Number of years:1, 2, 3
Car 1 (value in dollars) 18,500, 17,390, 16,346.60
Car 2 (value in dollars) 18,500, 17,500, 16,500

Part A: What type of function, linear or exponential, can be used to describe the value of each of the cars after a fixed number of years? Explain your answer. (2 points)

Part B: Write one function for each car to describe the value of the car f(x), in dollars, after x years. (4 points)

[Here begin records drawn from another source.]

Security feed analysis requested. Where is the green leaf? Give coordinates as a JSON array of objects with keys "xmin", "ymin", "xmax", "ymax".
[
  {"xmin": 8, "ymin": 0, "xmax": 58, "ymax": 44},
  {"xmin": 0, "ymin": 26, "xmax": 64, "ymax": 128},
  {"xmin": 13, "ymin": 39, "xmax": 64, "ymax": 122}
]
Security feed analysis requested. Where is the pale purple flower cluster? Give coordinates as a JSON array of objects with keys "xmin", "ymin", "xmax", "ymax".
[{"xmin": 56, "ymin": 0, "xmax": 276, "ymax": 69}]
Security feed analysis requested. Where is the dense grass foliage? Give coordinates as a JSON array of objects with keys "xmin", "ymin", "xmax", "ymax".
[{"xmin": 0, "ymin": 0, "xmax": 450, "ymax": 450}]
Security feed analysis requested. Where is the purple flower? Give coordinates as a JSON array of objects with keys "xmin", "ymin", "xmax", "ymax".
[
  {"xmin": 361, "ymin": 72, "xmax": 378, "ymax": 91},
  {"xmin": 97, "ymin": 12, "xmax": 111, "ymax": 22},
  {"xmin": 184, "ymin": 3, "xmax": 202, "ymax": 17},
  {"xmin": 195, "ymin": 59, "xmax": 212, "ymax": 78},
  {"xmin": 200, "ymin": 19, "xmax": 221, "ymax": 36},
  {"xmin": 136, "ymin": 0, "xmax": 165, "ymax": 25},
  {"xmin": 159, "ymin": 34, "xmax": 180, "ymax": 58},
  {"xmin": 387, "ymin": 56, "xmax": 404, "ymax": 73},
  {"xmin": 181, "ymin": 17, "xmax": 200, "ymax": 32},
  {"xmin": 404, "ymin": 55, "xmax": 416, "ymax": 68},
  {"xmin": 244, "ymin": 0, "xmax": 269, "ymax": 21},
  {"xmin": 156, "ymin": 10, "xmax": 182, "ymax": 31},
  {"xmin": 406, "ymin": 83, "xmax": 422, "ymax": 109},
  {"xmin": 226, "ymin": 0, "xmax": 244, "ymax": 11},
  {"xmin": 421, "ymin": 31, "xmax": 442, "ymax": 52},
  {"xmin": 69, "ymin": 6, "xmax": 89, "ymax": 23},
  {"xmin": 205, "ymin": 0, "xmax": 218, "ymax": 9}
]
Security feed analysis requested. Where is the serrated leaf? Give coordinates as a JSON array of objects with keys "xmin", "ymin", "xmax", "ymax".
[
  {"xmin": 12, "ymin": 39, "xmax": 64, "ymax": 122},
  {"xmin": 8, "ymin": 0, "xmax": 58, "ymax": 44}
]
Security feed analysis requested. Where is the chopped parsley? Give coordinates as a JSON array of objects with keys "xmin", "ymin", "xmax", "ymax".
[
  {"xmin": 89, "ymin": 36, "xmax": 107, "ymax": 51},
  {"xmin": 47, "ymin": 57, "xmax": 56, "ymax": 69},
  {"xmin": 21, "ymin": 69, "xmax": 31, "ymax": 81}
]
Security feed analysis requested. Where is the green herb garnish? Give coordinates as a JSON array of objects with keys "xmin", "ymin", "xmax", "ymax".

Part C: Baxter wants to purchase a car that would have the greatest value in 10 years. Will there be any significant difference in the value of either car after 10 years? Explain your answer, and show the value of each car after 10 years.

Answer 1

A) car 1: exponential

car 2: linear

B) car 1:
`f(x)=18500(0.94)^(x-1)`

car 2:
`f(x)=-1000x+19500`

C) Yes, there will be a significant difference of $1,100.40 which is approx 10% of the value of the cars after 10 years.

Explanation:

Part A

Car 1: exponential as the projected value is not decreasing by the same amount each year

Car 2: linear as the projected value decreases by the same amount each year ($1000)

Part B

Car 1

General form of exponential function:
`y=ab^x`

a = initial value = 18500

b = growth factor =
`(17390)/(18500)=0.94`

`\implies f(x)=18500(0.94)^(x-1)`

NB We have to change x to "x-1" since we are told in the table that after 1 year the car's value is 18500.

Car 2

General form of linear function:
`y=mx+b`

`m=\frac{\textsf{change in} \ y}{\textsf{change in} \ x}=(17500-18500)/(2-1)=-1000`

`y-y_1=m(x-x_1)`

`\implies y-17500=-1000(x-2)`

`\implies f(x)=-1000x+19500`

Part C

Car 1 after 10 years:
`\implies f(10)=18500(0.94)^(10-1)=\$10,600.40`

Car 2 after 10 years:
`\implies f(10)=-1000(10)+19500=\$9,500`

Difference = 10600.40 - 9500 = 1100.40

Yes, there will be a significant difference of $1,100.40 which is approx 10% of the value of the cars after 10 years.